The following 2 months after returning from Christmas break, things went from bad to worse. I was often at the school from 6:30am to 5pm facilitating calls to DCF and STILL making mandated reporter calls on my hour-long commute home. While this didn't happen everyday, it happened often enough that I was beginning to unravel mentally. In the past, I had struggled with self-harm and I was beginning to have thoughts of self-harm again, for the first time in years. I was on 60 mg a day of Prozac, but often felt emotionally muted and commented that I was unable to emote appropriately to the stress that was happening to me. I was numbing myself with medication, food, and alcohol. 



By February 2014, my only escape was sleeping. I slept all weekend and my grandmother didn't understand or approve of my sleeping the weekend away. Even though I was 32 years old, working full time (and then some), paying rent, and attending to all my other adult responsibilities, my grandmother would come into my room (her reason for "barging in" was "it's my house, so this is my room") and demand I get up. Her reason? "I don't like it. I don't like that you sleep all day." My response was: "I'm depressed." But, after some time, sleep wasn't an escape any longer and the tiny "office" I shared with the school nurse, that wasn't heated (in February...in Connecticut) seemed to be getting smaller and smaller. My world was closing in around me. Everyday, my kids (students) were having crises and I was only one person and I couldn't fix everything. I was constantly afraid of my 8th grade girls killing themselves or my 6th grade boys assaulting another student and somehow it would be: ALL MY FAULT. 
 
 

"All my fault" is classic OCD symptomology. Feeling the full weight of real or perceived responsibility is a crushing obsession to hold onto everyday. Even more crushing is asking for help and being told "there is none." Thinking about something traumatic or tragic happening to one of my students "under my watch" made me so anxious and depressed, I began to concede to this thought: "If one of my student's kills themselves, I'll kill myself. I won't be able to live with myself. So I'll go too." Once that thought became an option, it was somewhat easier to push on. 

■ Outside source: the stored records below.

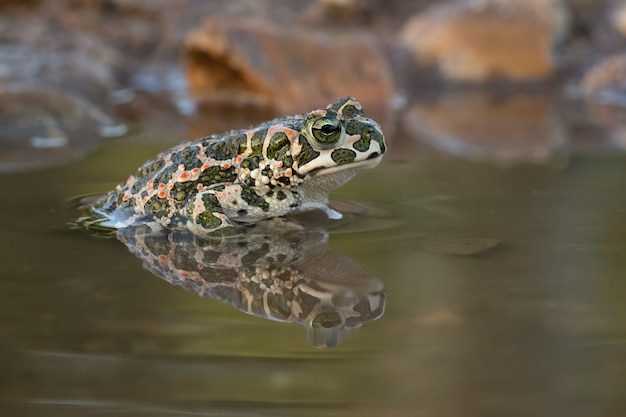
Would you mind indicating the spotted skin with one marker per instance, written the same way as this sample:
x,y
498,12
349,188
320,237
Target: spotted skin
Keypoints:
x,y
283,166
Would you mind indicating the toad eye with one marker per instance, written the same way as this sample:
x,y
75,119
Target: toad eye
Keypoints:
x,y
327,130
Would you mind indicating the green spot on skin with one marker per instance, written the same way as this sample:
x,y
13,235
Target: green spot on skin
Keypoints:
x,y
253,199
279,146
257,141
307,153
343,156
351,111
208,221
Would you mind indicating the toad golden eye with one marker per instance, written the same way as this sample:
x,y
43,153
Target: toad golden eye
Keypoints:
x,y
326,130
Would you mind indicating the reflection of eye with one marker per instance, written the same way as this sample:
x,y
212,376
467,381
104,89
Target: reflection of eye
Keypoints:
x,y
326,130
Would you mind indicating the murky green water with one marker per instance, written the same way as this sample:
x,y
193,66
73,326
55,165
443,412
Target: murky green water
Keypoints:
x,y
535,326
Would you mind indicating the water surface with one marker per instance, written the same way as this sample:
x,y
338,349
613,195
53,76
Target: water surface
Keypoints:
x,y
535,325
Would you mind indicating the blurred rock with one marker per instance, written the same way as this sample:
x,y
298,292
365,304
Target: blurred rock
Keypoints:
x,y
476,40
249,62
516,129
40,129
339,12
601,106
606,80
619,18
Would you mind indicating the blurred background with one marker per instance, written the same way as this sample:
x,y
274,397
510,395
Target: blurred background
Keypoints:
x,y
496,221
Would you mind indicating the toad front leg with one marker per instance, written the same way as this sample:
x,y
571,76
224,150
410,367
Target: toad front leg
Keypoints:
x,y
205,213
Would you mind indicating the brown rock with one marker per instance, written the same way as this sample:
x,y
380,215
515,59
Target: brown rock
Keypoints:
x,y
607,79
40,129
247,61
619,18
514,130
474,40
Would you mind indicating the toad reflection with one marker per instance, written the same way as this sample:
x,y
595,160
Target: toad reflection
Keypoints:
x,y
284,275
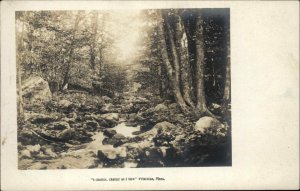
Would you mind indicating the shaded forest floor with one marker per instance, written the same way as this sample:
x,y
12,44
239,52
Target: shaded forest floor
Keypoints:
x,y
79,130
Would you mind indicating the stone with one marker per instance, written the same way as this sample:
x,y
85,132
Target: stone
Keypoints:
x,y
33,149
109,141
36,89
110,116
117,140
64,104
109,155
91,125
106,98
119,136
109,132
164,125
25,154
38,118
66,134
61,125
106,108
161,108
206,123
49,152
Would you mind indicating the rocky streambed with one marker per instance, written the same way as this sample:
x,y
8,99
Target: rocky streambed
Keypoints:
x,y
82,131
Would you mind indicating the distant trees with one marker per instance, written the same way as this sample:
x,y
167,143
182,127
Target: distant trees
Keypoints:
x,y
193,53
64,46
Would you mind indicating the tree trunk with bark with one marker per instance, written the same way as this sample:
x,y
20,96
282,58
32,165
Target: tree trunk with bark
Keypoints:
x,y
185,70
171,72
66,77
199,76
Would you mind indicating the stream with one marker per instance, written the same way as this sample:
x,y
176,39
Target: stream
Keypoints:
x,y
82,156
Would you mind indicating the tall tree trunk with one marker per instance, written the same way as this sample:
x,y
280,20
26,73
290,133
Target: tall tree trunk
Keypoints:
x,y
71,53
19,80
94,39
170,71
226,96
185,70
199,76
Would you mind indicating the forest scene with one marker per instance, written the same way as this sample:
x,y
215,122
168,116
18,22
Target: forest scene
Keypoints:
x,y
123,88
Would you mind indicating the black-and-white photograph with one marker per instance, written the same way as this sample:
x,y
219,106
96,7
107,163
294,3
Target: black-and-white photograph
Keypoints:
x,y
123,88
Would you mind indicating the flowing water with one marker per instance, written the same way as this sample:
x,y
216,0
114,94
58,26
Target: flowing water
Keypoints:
x,y
81,156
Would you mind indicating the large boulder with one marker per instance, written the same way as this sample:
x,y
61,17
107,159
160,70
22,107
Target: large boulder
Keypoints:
x,y
110,157
60,125
109,132
161,108
65,104
209,125
36,89
110,116
91,125
38,118
116,140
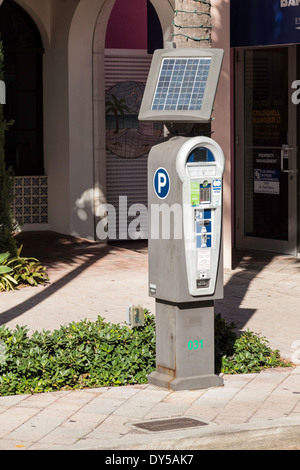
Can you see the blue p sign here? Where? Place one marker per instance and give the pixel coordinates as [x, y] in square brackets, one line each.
[161, 183]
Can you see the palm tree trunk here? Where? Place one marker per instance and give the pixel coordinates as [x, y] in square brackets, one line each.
[192, 27]
[192, 23]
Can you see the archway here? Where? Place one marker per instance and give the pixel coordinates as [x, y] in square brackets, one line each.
[133, 32]
[87, 110]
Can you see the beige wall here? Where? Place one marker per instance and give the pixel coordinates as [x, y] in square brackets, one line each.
[73, 34]
[222, 125]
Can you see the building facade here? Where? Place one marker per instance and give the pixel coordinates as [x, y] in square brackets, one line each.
[75, 75]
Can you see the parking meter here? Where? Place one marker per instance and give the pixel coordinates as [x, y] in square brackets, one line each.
[185, 188]
[185, 223]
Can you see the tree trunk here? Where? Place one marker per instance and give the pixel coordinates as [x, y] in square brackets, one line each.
[192, 23]
[192, 27]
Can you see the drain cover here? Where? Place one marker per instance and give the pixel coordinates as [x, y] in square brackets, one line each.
[169, 424]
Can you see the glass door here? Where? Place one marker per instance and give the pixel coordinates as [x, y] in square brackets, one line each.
[265, 150]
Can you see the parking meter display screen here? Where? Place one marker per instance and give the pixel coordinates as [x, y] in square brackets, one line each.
[201, 154]
[181, 84]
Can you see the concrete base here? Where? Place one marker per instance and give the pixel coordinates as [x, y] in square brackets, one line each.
[185, 345]
[184, 383]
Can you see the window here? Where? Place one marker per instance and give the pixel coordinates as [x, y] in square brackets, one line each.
[23, 76]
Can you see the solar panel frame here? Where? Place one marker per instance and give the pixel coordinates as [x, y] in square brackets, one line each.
[166, 100]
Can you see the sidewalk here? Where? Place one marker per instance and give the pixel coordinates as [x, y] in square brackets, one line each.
[253, 411]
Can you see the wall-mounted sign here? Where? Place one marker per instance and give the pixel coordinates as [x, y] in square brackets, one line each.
[264, 22]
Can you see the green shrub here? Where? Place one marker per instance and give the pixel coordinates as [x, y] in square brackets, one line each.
[251, 353]
[83, 354]
[97, 354]
[20, 271]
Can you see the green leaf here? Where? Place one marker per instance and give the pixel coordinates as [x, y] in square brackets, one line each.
[5, 269]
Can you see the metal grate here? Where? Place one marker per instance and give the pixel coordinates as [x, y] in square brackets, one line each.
[169, 424]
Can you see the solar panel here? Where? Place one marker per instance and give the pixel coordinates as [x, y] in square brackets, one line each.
[181, 84]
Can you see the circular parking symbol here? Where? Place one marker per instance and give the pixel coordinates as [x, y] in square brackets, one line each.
[161, 183]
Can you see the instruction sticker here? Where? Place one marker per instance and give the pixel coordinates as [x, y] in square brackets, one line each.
[217, 192]
[195, 194]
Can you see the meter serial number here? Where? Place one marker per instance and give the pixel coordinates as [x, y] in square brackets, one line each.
[195, 344]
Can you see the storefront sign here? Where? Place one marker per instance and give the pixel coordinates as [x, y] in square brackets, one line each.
[264, 22]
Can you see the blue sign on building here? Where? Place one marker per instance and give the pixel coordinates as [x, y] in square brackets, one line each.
[264, 22]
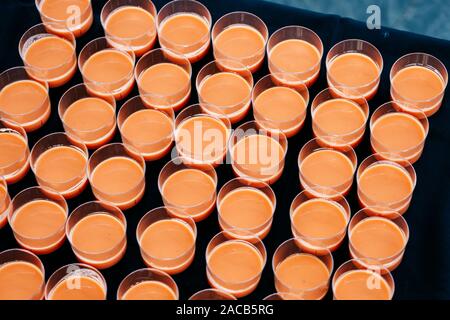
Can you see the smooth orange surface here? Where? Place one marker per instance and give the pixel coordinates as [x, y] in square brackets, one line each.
[399, 133]
[13, 156]
[118, 178]
[92, 120]
[258, 156]
[385, 184]
[52, 59]
[203, 139]
[191, 191]
[39, 226]
[226, 93]
[302, 272]
[241, 43]
[280, 108]
[165, 240]
[110, 71]
[78, 287]
[320, 219]
[327, 168]
[20, 280]
[63, 169]
[355, 70]
[149, 290]
[339, 117]
[152, 144]
[298, 57]
[361, 285]
[246, 208]
[97, 240]
[61, 10]
[235, 262]
[165, 85]
[26, 102]
[131, 27]
[186, 33]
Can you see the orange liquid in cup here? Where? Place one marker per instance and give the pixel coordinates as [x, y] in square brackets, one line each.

On Wednesday February 26, 2014 I started the day like "normal", binging on Dunkin Donuts and coffee while listening to NPR on my way into work. I was still exhausted from the previous day and already exhausted from my upcoming day. Around 7:30am, one of my 8th grade girls came in with a crisis. She had been harming herself. More specifically cutting herself. Instantly I was triggered. I remember thinking "I'm going to cut myself when I get home today. I want to die." I barely held it together the remainder of the work day. I wrote my hours and hours of notes (by hand). I got in my car. I drove home, silent tears streaking my face, numb and powerless. I walked into the house and cut my legs up. I don't want to go too into detail about the self-injury itself because it can still be triggering for me, but I knew I wanted to do more and I knew I wouldn't be able to stop myself. And I scared myself bad. I called my uncle and calmly stated "I cut myself and I need to go to the hospital." He instinctively knew the cut was self-inflicted because when I climbed into his huge pick up truck, he said "Yale Psych?" and I replied "Yeah."

I approached the check in counter and stated "I cut myself. On purpose. And I feel like I'm going to do it again."